The drugs are used up to 10 weeks of pregnancy, and the FDA recommends that they be provided in-person by a licensed medical professional. In-person exams are important for dating the pregnancy; the abortion drugs do not work well later in pregnancy and potentially could lead to more complications. Exams also can detect ectopic pregnancies, which can be deadly on their own but especially so if the woman takes the abortion drugs.
But TelAbortion told the New York Times that it sometimes waives the ultrasound requirement if women have trouble getting to a doctor.
Despite the risks, program leaders hope to expand their life-destroying experiment beyond the current 13 states. Erica Chong, a director at Gynuity Health Projects, which is overseeing the experiment, said at-home abortions are “particularly well suited to a lot of these stay-at-home orders.”

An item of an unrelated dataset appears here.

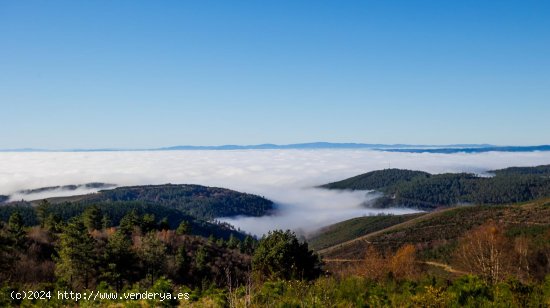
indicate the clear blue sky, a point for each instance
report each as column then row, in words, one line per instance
column 89, row 74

Dr. Elizabeth Raymond, senior medical associate at Gynuity, said they are “working to expand to new states as fast as possible.”
According to the Daily News:
The process involves a video consult, and then the pills are mailed, along with instructions. Also in the package, besides the pills, are tea bags, peppermints, maxipads, prescription ibuprofen and nausea medication – items that address the ancillary needs of someone obtaining an abortion, by way of acknowledging how difficult a decision it is.
The program charges between $200 and $375 for the abortion drugs and consultations, but women are responsible for paying for their own ultrasound and lab tests, the report states.
For decades, abortion activists have claimed an abortion should be a decision between a woman and her doctor. But now they are trying to take doctors out of the equation – and putting more lives at risk. The abortion chain Planned Parenthood also announced plans this month to expand its telemed services, including abortions, to all 50 states by the end of April.
Pro-life leaders have expressed myriad concerns about the increasing push for at-home abortions.
Randall O’Bannon, Ph.D., director of education and research for the National Right to Life Committee, recently explained: “It would … mean a woman undergoing a painful, bloody, potentially dangerous abortion by herself at a time when emergency medical help is stretched thin and perhaps unavailable. Women undergoing chemical abortions have bled to death or died from infections. Others have died when undetected ectopic pregnancies ruptured.”
Additionally, the online sales of abortion drugs have been linked to forced abortions. A New York City woman is facing charges after she allegedly sold abortion drugs to a man accused of trying to force his girlfriend to take them.
Women do not need to abort their unborn babies to be healthy. The only thing “essential” about an abortion is the guarantee of a dead baby. Recently, medical groups representing more than 30,000 doctors in America emphasized that abortions are not “essential” or “urgent,” and abortion facilities that continue to operate during the pandemic are being “medically irresponsible.”